Another setback: Floods destroy Swat’s trout industry

Owners report individual losses up to Rs100 million; survey to assess damage under way


Sherinzada April 08, 2016
PHOTO: AFP

MINGORA: The struggle of trout fishermen and fisheries in Swat continues as current floods have once again devastated the industry. Infrastructure was damaged and hundreds of trout were killed by floods of muddy water, local hatchery owners said.

The delicacy was popular with tourists but both the fishing business and tourism suffered severely during militant occupation of the valley. After the 2010 floods, the trout business had recently been thriving again.



According to individual estimates, the damage amounts to more than Rs200 million. While speaking to The Express Tribune, the assistant director of fisheries, Jansher Khan, reported extensive damage at privately-run hatcheries; at least five of them situated on Cheel Road. However, Jansher said government-run hatcheries remained safe in the recent rain spell, which is expected to continue over the weekend.

Where did the fish go

Residents of Bahrain said a large number of trout was washed away downstream. The specie, which swims up-stream and whose natural habitat is in very clear water, could not survive the influx of muddy water carrying landslide debris.

Usman Ali, owner of Madyan trout farm, said he suffered losses worth almost Rs100 million.

The fish, which is usually sold at rates of Rs1,500 to 2,000 a kilo, had to be sold at Rs200 to 300 in adjoining areas, Ali said. “We had no other option but to load the [dead] trout onto any available vehicle and sell it immediately,” he told The Express Tribune.

Swat is not only one of the largest trout producing districts within Malakand Division, but of the entire country. The industry began to grow in the early 1990s when the government offered a number of small grants to locals. Businesses flourished under official patronage but have been destroyed time and again by both natural and man-made calamities.

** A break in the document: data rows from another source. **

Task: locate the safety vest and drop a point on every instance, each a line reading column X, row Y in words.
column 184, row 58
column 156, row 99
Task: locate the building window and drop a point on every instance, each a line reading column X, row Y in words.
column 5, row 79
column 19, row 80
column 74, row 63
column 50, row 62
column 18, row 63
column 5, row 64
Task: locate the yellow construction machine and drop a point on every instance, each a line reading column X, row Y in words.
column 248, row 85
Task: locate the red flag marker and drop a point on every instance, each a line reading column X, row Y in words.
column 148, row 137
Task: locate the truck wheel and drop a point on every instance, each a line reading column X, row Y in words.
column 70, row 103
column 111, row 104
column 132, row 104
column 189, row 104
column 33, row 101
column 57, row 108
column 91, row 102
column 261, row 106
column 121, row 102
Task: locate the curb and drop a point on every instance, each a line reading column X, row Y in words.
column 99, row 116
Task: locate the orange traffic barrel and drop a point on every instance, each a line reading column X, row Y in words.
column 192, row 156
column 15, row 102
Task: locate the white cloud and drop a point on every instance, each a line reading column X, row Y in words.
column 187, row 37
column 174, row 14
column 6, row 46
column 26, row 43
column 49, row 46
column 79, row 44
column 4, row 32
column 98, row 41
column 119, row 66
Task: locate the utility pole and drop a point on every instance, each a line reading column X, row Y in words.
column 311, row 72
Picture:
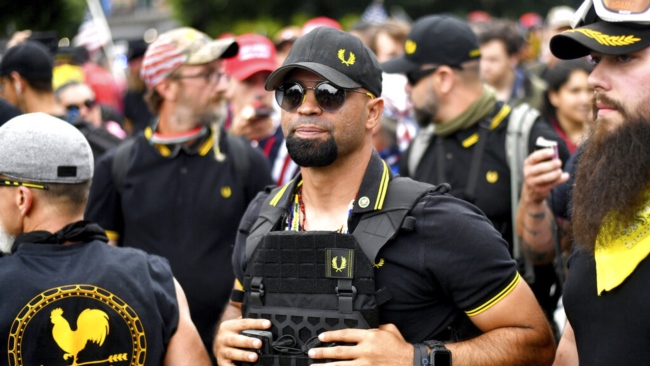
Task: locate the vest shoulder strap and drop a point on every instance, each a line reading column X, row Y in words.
column 374, row 229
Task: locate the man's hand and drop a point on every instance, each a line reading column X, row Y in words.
column 229, row 346
column 541, row 174
column 383, row 346
column 534, row 218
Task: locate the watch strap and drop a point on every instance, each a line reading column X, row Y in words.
column 420, row 355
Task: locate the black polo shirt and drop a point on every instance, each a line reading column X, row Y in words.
column 492, row 193
column 122, row 300
column 185, row 208
column 453, row 265
column 613, row 328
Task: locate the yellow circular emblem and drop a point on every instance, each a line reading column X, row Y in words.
column 364, row 202
column 226, row 192
column 92, row 325
column 410, row 46
column 492, row 176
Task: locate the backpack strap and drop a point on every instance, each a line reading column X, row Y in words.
column 121, row 163
column 521, row 122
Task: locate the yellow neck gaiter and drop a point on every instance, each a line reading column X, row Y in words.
column 616, row 260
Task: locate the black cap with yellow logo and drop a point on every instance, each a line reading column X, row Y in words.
column 436, row 40
column 605, row 37
column 337, row 56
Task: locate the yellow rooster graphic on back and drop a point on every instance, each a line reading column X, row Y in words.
column 92, row 325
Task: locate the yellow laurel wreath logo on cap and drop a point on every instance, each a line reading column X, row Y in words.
column 410, row 46
column 607, row 40
column 350, row 60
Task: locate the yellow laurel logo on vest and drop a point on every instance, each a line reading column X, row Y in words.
column 350, row 60
column 93, row 340
column 492, row 176
column 410, row 46
column 226, row 192
column 344, row 263
column 607, row 40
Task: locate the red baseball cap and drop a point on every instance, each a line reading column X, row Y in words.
column 256, row 53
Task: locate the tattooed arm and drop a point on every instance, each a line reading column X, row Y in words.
column 535, row 221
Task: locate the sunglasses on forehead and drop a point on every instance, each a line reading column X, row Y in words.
column 329, row 97
column 88, row 103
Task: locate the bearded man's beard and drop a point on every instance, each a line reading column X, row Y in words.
column 612, row 177
column 312, row 152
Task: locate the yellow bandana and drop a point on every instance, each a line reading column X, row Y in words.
column 616, row 260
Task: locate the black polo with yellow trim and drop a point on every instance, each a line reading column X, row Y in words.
column 492, row 193
column 452, row 266
column 184, row 205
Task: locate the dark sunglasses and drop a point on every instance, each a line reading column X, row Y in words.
column 329, row 97
column 11, row 183
column 89, row 103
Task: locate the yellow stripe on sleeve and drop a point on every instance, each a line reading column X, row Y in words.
column 112, row 235
column 497, row 298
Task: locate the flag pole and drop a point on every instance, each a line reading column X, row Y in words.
column 99, row 18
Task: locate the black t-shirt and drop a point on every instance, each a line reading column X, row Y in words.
column 453, row 265
column 186, row 209
column 613, row 328
column 137, row 111
column 122, row 300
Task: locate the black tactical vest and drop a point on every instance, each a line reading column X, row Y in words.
column 307, row 283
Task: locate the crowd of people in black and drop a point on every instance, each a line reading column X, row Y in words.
column 452, row 191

Hatchery owners Wakeel Khan and Mutawakil Khan said at least some infrastructure needed to continue the business that had outlasted the 2010 floods.

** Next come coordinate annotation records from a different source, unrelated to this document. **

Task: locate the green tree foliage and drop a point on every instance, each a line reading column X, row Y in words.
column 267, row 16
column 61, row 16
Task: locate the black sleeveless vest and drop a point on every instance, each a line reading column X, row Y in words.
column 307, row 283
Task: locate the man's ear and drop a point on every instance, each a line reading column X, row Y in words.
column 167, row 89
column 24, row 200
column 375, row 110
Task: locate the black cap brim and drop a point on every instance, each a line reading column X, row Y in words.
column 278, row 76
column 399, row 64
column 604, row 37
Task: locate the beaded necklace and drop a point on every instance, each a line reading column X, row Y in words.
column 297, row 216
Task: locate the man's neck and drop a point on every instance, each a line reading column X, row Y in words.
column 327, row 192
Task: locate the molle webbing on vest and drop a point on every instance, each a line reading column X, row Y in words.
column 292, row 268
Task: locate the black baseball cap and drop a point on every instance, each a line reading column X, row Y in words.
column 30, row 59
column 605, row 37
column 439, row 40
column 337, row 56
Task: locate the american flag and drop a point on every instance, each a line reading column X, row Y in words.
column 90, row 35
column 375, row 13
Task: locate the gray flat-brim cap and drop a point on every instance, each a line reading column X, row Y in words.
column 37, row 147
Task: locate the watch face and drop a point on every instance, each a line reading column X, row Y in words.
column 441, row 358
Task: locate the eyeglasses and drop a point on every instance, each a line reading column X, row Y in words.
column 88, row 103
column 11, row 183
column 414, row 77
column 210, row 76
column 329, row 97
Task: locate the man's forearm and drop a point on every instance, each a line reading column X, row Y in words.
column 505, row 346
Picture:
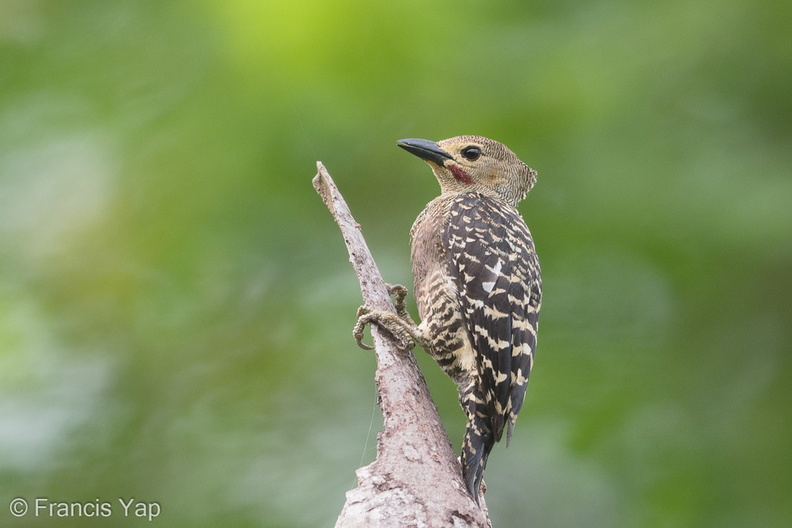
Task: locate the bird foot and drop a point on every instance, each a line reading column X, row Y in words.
column 400, row 325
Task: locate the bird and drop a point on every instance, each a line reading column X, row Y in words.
column 477, row 286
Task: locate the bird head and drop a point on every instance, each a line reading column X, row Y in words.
column 475, row 163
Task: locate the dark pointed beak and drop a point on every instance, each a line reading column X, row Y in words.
column 426, row 150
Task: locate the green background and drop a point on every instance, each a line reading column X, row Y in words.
column 176, row 303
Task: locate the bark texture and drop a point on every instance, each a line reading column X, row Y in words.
column 416, row 479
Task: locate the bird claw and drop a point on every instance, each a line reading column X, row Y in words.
column 394, row 324
column 363, row 314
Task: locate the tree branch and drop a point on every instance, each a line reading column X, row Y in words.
column 416, row 478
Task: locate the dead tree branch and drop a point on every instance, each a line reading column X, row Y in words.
column 416, row 478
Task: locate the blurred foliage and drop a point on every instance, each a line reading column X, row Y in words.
column 176, row 304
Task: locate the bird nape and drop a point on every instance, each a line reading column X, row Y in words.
column 477, row 286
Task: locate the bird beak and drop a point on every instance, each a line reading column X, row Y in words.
column 426, row 150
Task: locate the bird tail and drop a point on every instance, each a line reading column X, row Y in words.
column 476, row 447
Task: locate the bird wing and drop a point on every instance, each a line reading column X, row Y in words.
column 493, row 260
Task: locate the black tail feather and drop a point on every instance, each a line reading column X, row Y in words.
column 475, row 451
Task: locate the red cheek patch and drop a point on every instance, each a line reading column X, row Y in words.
column 459, row 174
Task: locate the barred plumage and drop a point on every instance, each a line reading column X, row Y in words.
column 477, row 286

“This time it was all washed away,” Wakeel shared. “Even the breeding streams and incubators [are gone].”

He asked the government for quick help to restart their business.

The fisheries department said it was still too soon to know the exact extent and monetary value of damage to the industry, but a survey has been started. Once the damage is assessed, the department said locals would be helped to re-establish their businesses in the district.

Published in The Express Tribune, April 9th,  2016.